La jeunesse porte les espoirs de l'avenir.
Le Conseil général se doit de lui offrir des conditions d'acquisition du savoir et d'ouverture d'esprit sans cesse optimisées.
Ainsi, le département s'inscrit dans le temps de l'action en matière d'éducation, domaine qu'il renforce plus que jamais au travers d'une politique ambitieuse et cohérente, votée à l'unanimité par les conseillers généraux.
LE PLAN COLLEGES AVENIR : LA VOIE DU PROGRES

Quels objectifs ?
Offrir des établissements à dimension humaine aux collégiens et aux enseignants. Veiller à la réussite de chacun en favorisant des "ateliers de savoir", ouverts sur la vie, bénéficiant d'une sécurité accrue, adaptés à la pédagogie moderne, aux nouvelles technologies et aux normes environnementales.

Quelle méthode ?
Une méthode pragmatique qui consacre l’action départementale autour de trois axes :
- L’anticipation : le Département a commandé une étude démographique prospective des Alpes-Maritimes pour dresser un état des lieux de la demande scolaire jusqu’à l’horizon 2014.Cette prévision démographique prend en compte les flux migratoires et les zones à forte poussée démographique.

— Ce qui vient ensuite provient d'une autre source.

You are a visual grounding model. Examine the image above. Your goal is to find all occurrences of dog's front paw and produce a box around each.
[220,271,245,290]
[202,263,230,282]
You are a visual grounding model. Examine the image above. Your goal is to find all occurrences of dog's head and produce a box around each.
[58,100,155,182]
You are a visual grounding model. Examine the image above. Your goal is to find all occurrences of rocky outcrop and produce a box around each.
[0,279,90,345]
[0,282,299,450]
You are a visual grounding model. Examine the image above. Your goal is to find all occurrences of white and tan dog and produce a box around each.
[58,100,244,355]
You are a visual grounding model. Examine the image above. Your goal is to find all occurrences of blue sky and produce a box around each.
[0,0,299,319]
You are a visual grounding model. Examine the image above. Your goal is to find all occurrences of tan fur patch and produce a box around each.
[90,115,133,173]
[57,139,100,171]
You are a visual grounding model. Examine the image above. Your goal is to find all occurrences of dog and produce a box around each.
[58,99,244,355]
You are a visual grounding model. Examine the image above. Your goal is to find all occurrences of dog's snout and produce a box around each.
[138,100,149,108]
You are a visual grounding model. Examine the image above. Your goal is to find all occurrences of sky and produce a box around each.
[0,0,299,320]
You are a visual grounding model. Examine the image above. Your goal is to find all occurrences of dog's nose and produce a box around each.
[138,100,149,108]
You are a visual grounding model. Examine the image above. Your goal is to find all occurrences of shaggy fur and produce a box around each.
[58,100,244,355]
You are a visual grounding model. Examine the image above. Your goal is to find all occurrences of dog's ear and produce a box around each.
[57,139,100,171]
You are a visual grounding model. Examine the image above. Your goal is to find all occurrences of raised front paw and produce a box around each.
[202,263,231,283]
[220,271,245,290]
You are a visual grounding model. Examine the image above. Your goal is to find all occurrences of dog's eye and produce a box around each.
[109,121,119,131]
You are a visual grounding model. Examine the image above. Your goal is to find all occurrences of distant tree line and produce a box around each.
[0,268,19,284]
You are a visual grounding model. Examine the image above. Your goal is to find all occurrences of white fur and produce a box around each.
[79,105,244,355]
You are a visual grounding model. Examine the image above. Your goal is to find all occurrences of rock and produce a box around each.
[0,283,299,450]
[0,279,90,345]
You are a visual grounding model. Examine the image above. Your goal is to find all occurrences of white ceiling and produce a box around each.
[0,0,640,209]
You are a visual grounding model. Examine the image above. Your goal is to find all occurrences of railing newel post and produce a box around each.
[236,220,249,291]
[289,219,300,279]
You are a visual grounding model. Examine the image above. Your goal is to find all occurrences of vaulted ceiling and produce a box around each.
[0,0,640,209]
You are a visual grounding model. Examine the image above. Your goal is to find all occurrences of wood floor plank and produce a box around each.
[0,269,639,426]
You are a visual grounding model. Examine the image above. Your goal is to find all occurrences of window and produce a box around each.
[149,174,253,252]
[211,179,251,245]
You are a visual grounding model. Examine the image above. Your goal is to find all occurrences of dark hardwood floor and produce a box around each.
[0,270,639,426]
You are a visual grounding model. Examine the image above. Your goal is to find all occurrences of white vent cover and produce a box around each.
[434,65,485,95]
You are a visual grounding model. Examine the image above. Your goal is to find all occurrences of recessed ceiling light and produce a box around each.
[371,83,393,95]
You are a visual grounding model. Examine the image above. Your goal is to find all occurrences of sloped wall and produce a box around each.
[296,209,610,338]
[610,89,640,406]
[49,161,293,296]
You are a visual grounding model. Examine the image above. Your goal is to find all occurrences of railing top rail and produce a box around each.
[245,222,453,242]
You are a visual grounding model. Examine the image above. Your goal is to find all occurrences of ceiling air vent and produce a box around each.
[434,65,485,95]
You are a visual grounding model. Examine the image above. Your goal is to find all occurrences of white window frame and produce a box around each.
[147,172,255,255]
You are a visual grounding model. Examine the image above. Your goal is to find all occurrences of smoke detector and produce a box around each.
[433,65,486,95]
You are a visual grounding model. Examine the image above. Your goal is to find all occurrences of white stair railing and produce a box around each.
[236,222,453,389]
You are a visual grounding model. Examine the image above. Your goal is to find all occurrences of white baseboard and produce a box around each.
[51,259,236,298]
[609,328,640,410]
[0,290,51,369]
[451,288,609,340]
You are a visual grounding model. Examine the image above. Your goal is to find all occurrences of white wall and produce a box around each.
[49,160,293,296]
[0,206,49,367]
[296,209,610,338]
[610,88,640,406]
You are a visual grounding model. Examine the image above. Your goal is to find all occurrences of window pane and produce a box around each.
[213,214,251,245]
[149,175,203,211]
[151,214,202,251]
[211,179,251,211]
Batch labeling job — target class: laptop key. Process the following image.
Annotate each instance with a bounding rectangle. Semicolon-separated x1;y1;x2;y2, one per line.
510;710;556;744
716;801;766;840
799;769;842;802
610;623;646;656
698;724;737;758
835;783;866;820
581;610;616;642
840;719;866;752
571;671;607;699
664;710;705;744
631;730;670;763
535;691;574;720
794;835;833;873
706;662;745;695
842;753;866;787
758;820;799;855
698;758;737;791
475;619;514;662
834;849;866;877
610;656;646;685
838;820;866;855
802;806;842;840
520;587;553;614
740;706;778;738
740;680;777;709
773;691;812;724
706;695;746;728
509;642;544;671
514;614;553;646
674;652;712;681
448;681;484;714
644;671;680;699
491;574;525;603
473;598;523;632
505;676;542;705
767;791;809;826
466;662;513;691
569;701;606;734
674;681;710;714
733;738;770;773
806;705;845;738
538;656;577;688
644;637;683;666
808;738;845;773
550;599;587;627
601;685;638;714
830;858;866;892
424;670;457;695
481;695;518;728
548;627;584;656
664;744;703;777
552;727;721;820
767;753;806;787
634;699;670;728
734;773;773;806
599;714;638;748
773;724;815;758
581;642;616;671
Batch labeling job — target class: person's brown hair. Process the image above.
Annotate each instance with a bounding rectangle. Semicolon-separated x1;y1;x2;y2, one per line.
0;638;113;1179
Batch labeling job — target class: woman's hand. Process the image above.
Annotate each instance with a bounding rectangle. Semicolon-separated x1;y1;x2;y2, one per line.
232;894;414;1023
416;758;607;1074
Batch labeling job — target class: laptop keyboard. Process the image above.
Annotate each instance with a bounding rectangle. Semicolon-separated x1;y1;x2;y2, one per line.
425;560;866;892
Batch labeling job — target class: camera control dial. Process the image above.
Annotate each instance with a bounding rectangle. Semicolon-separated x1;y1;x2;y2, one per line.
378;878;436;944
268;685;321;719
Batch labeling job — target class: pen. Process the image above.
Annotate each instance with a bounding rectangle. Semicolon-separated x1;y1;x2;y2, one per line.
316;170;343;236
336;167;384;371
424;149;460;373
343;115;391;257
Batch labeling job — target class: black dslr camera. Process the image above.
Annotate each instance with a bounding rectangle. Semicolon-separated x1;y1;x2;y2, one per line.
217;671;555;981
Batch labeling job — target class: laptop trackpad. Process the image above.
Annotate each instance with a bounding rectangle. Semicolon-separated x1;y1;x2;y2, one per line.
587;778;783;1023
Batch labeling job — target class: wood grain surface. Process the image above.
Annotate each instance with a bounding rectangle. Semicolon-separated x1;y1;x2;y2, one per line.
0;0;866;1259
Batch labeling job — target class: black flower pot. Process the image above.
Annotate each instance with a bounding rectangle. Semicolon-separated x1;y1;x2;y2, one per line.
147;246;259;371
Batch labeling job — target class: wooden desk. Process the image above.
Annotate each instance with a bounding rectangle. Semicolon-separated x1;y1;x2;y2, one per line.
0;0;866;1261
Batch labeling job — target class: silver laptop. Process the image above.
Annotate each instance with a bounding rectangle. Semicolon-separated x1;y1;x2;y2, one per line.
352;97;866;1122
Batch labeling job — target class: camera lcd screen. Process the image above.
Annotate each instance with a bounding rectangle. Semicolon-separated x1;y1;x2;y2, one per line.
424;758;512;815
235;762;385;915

Les conclusions de cette étude conduisent à réaliser :
- 8 collèges neufs,
8 opérations d’extensions restructurations,
18 réhabilitations,
la reconstruction des 7 derniers collèges à structure métallique
des opérations sur les équipements sportifs dont 18 nouveaux gymnases. - La concertation : sur la base du dialogue, les acteurs du système éducatif ont pris part à la création du plan collèges. En créant les conditions propices à la participation, le Conseil général renforce l’implication durable de tous les acteurs autour de deux préoccupations essentielles : la qualité de l’offre éducative et un équipement équilibré du territoire.
- La programmation : le plan collèges s’inscrit dans l’avenir pour répondre aux besoins. Aussi, le programme d’investissement et de fonctionnement de ce plan a été approuvé à l’unanimité par le Conseil Départemental de l’Education Nationale.

Quel budget ?
L’intervention financière du Conseil général s’élève à 540 millions d’euros en investissement.